Movement and locomotion:
Background:
Two parts are needed:
- skeleton - provide support, protection, and movement.
- exoskeleton/endoskeleton
- also, hydrostatic skeleton
- muscles - muscles move the skeleton, and therefore the animal.
- bones are moved against each other by using joints. See fig.
30.3C on p. 607 for some examples.
- muscles only contract, so they are usually arranged in opposing
groups.
- [Fig. 30.7, p. 611]
Muscle function (skeletal) [Fig. 30.8, p. 612]:
- muscles are composed of bundles of muscle fibers.
- these bundles are in turn composed of individual muscle fibers, which are
actually individual muscle cells.
- in turn, these are composed of:
- myofibrils. And yet again, Myofibrils in turn are composed of two types of
molecules:
- actin - makes up thin filaments
- myosin - makes up thick filaments
- actin and myosin are arranged in a very regular pattern that allows these
filaments to slide past each other as the muscle contracts.

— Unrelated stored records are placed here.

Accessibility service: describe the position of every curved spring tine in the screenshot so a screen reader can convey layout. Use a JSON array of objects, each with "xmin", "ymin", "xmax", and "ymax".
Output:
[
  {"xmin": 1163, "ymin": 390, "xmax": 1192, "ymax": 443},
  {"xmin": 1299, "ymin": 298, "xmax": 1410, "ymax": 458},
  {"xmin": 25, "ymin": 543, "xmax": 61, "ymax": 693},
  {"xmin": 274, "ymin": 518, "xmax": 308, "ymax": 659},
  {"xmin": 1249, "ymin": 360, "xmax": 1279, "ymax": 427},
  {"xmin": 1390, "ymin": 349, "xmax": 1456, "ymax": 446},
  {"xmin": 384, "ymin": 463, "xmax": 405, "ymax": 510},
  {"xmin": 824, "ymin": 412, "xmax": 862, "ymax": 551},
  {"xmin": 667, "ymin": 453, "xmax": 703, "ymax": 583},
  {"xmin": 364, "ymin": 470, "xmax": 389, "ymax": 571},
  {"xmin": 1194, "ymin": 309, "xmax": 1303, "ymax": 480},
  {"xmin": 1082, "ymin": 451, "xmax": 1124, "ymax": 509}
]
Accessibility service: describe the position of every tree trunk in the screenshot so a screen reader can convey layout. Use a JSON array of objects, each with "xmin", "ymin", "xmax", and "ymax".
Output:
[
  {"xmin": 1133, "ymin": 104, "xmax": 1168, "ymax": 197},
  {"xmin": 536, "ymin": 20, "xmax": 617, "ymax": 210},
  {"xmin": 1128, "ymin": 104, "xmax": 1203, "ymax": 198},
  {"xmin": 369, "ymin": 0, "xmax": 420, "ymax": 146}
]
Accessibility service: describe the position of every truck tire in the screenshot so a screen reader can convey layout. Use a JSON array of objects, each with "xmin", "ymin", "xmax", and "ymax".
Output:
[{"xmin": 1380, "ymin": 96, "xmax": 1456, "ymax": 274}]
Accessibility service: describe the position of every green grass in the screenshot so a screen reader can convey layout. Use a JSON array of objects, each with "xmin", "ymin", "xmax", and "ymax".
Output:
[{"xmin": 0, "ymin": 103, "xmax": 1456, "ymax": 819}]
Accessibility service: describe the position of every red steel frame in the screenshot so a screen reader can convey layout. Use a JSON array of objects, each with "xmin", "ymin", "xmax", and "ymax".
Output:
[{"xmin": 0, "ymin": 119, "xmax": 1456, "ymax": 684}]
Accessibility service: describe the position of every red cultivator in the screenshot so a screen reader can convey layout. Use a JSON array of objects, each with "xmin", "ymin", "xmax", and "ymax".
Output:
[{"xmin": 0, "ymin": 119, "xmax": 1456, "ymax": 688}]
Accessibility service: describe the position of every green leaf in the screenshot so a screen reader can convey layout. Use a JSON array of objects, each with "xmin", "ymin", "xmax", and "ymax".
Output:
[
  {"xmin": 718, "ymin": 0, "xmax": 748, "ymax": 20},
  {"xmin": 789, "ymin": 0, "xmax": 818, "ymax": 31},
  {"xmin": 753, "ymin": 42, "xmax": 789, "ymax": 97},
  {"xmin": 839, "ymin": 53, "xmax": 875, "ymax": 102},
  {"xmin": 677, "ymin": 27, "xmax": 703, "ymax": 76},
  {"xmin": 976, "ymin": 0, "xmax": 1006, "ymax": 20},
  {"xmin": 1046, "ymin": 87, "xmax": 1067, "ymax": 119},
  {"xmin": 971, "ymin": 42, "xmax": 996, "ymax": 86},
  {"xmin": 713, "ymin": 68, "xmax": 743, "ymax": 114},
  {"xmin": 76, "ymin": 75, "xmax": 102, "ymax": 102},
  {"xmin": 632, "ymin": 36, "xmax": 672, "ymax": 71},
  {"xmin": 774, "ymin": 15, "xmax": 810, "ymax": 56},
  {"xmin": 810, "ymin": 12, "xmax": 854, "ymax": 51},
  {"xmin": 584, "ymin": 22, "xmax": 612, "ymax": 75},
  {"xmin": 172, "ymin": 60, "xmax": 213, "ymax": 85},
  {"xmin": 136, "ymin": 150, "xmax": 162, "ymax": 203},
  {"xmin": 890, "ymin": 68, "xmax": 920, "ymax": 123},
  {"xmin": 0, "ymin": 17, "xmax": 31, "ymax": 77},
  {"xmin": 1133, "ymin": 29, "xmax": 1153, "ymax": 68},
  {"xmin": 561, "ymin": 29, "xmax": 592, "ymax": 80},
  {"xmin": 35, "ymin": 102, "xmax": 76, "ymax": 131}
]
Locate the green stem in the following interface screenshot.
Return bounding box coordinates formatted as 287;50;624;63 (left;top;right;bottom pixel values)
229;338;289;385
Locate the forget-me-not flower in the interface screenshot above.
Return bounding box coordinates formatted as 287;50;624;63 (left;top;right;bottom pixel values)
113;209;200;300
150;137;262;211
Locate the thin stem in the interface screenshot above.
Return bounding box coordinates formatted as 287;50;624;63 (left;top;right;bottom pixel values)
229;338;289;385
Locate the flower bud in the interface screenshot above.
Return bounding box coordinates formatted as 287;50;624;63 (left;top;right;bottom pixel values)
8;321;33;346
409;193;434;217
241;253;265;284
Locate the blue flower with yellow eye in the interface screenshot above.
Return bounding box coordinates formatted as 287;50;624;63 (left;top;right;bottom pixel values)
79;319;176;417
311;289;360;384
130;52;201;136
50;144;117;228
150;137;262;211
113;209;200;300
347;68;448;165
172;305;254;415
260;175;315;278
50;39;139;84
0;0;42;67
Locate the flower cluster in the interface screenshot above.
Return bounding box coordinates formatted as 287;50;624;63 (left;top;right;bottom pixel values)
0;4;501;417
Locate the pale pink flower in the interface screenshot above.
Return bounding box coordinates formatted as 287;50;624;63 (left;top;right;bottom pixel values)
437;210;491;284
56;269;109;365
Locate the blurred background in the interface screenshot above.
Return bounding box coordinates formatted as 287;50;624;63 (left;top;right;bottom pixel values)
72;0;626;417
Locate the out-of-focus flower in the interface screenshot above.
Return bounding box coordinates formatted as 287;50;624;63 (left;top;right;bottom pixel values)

- each unit of actin/myosin is called an sarcomere.
- don’t worry about the names of the different bands (i.e., I band, Z band, etc.).
- actin and myosin fibers lie next to each other. Under certain circumstances, the
“head” of the myosin fiber will make contact with the actin fiber and cause the
actin fiber to slide past the myosin:
- suppose the action potential arrives from a nerve.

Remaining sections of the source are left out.